WASHINGTON, D.C.—U.S. Senator Susan Collins, a senior member of the Appropriations Committee, authored and successfully secured an important provision that would continue to protect prescription paper inserts in the fiscal year 2019 agriculture and nutrition programs funding bill. The provision would block the Food and Drug Administration’s (FDA) proposed e-labeling rule for prescribing information, which would be acutely felt by rural Americans. The bipartisan bill was favorably reported out of committee and is now available for consideration before the full Senate.
“The FDA’s proposed rule to allow pharmaceutical companies to only distribute prescribing information electronically for physicians, pharmacists, and other health care professionals instead of using traditional paper inserts is deeply flawed. Prescription paper inserts provide critical information to pharmacists who administer life-saving drugs and to patients who are prescribed them,” said Senator Collins. “Allowing companies to only provide an electronic copy of the pharmaceutical insert would limit the accessibility of this information for both pharmacists and consumers, particularly those in rural states like Maine. In addition, this misguided rule would negatively affect seniors in particular, 90 percent of whom take at least one prescription drug in any given month.
“The FDA’s proposed rule would also have adverse consequences for Maine’s forest products industry. The Twin Rivers paper mill in Madawaska, for instance, has long been successful in producing pharmaceutical information inserts.”

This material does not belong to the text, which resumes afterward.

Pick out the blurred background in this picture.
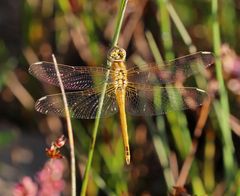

“I am pleased that the Appropriations Committee has once again advanced this important bipartisan provision to block the FDA’s proposed rule, and I will strongly urge my colleagues on both sides of the aisle to support it when the bill comes before the full Senate for a vote.”
Senator Collins secured similar provisions in the fiscal year 2016 omnibus bill as well as the fiscal years 2017 and 2018 agriculture funding bills. In December 2014, Senator Collins sent a letter to FDA Commissioner Dr. Margaret Hamburg, urging her to withdraw the proposed rule.